Scout 109B (17B active)Maverick 400B (17B active)Meta

Overview

Llama 4 marks Meta's transition to a mixture-of-experts (MoE) architecture for its flagship open-weight model family. Released in early 2025, the family includes two models: Llama 4 Scout, with 109B total parameters and 17B active per forward pass across 16 experts, and Llama 4 Maverick, with 400B total parameters and 17B active per forward pass across 128 experts. Both models use a shared routing mechanism that activates only a subset of experts for each token, dramatically improving inference efficiency.

The MoE architecture means Llama 4 delivers performance far beyond what its active parameter count would suggest. Scout, with only 17B active parameters, competes with dense models in the 70B+ range on many benchmarks, while Maverick approaches frontier-model performance at a fraction of the computational cost of dense 400B+ models.

Llama 4 was trained with a native context window of 128K tokens, with Scout supporting extended context up to 10 million tokens through innovative techniques in positional encoding. The models are natively multimodal, supporting text and image inputs, enabling vision-language tasks out of the box.

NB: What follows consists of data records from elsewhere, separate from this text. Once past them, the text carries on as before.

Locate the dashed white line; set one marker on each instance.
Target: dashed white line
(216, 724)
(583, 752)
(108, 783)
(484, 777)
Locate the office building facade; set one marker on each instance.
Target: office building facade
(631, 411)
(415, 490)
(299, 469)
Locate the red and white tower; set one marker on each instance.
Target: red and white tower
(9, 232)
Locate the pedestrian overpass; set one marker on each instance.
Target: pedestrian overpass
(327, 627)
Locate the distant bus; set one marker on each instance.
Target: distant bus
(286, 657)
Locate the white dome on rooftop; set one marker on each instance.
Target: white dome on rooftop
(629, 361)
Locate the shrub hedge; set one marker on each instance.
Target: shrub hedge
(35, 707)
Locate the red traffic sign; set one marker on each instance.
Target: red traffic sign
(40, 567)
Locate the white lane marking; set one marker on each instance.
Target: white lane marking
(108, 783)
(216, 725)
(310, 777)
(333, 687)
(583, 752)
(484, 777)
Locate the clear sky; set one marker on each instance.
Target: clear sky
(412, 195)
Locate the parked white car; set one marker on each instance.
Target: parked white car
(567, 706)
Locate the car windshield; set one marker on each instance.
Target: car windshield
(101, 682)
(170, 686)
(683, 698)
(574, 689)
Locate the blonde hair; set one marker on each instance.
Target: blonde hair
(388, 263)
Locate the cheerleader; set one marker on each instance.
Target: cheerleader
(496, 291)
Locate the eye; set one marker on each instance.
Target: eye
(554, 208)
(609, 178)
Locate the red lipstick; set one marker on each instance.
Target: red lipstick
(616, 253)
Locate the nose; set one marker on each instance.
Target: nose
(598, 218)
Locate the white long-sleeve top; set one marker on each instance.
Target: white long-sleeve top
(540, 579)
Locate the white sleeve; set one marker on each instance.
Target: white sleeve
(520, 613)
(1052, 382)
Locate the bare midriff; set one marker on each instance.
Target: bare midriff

Both models were trained on a significantly larger and more diverse dataset than Llama 3, incorporating multilingual data across over 200 languages. The instruction-tuned variants demonstrate strong performance on agentic workflows, tool use, structured output generation, and complex multi-turn reasoning.

Key Features

The mixture-of-experts architecture is the defining innovation of Llama 4. By routing each token to only 1-2 experts out of the full expert pool, the models achieve high quality while keeping inference costs comparable to much smaller dense models. This makes Llama 4 Scout particularly attractive for production deployments — you get 70B-class performance with approximately 17B-class inference speed and memory usage for the active parameters.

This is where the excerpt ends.